Thus impeded, the galleon almost at once lost her sea-way, and both the Santa Ana and the Capitana began rapidly to come up with her. Meanwhile shouts and shrieks resounded from her decks; her sailors ran about in fear and confusion, but after awhile they appeared to be got into some kind of order, and, as a ball from her boomed across our bows, it was evident that her captain was resolved to fight for his ship.

As our vessels approached, we received a broadside from her which did us both no little harm, especially to our hulls and rigging, and a shot tore along the forecastle of the Capitana in an oblique direction, killing two of my crew and wounding three or four men before it plunged into the sea.

But it was impossible for her to prevent us from coming up alongside of her, and so soon as we had made ourselves fast to her our boarders poured in upon her. And thereupon ensued a battle not more terrible than obstinate, while the faint streaks of a cold and troubled dawn stole upon us, shedding its gleams on the dead and dying as they lay in pools of blood upon her decks.

No quarter was asked or given. Whom the sword or the battle-axe or the spear smote not, him the sea received, for many of the Spaniards, crying that all was lost, threw themselves from the galleon into the water and were drowned. There remained, however, towards the end of the fight a small company of arquebusiers and swordsmen upon the poop, and among them was the captain of the ship, his clothing stained and disordered, and a great, red sword in his hand.

Seeing that no hope remained, he made signs that he wished to surrender, and begged that his life and the lives of those with him might be spared, to which Grace O’Malley straightway assented.

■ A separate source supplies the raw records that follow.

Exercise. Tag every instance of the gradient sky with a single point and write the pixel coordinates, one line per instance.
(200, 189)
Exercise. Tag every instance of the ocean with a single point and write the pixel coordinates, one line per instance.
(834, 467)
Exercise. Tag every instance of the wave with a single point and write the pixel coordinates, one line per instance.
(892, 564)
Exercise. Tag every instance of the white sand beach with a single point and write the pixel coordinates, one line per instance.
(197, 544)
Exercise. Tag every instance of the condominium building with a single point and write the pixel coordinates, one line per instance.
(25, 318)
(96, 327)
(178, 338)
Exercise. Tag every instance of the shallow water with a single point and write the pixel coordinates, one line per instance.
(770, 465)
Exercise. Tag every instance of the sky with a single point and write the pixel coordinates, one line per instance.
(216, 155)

As he walked towards her with his sword in his hand, with the purpose apparently of presenting it to her in token of his submission, he seemed to stumble on the planks, which were slippery with blood, and then, suddenly recovering himself, he made a mad, swift rush forward, and would have wounded, perhaps killed, my mistress if his intention had not been guessed by Tibbot, who in the very nick of time dashed aside the point of the captain’s sword and brained him with his battle-axe.

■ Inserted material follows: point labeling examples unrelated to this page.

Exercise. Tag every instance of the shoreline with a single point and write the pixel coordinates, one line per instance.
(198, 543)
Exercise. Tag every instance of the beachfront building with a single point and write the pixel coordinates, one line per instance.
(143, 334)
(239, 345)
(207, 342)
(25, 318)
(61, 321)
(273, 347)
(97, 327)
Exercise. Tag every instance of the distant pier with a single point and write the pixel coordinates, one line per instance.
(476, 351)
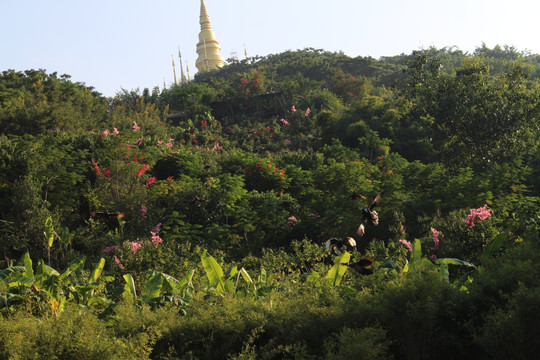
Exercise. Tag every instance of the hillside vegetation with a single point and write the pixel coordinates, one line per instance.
(190, 222)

So incensed were the Irish at this act of treachery that they would show no mercy, and not a soul was left alive.

Thus was the San Miguel, as she proved herself to be, taken.

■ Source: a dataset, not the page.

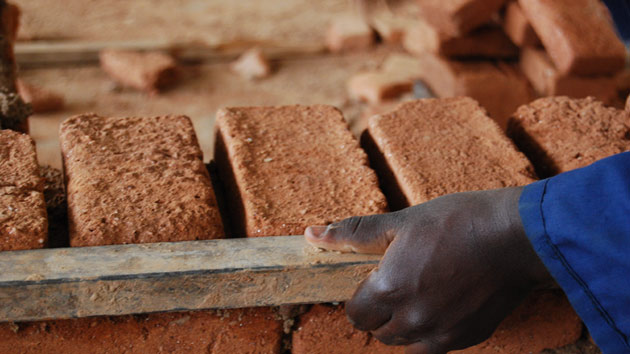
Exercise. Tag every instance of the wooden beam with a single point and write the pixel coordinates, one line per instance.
(128, 279)
(57, 53)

Our first care now was to return to Inisheer, so the three galleons were trimmed as well as was within our power, and our course was shaped for the island, where our three galleys lay, and which was reached in due time without our seeing any more ships of the wine fleet.

And here we remained, among the islands of Arran, for several days, waiting for the other two galleons of which we had heard; but as they did not come into sight, we conjectured that they had either put into some port in another part of Ireland or had been driven on the rocks and wrecked.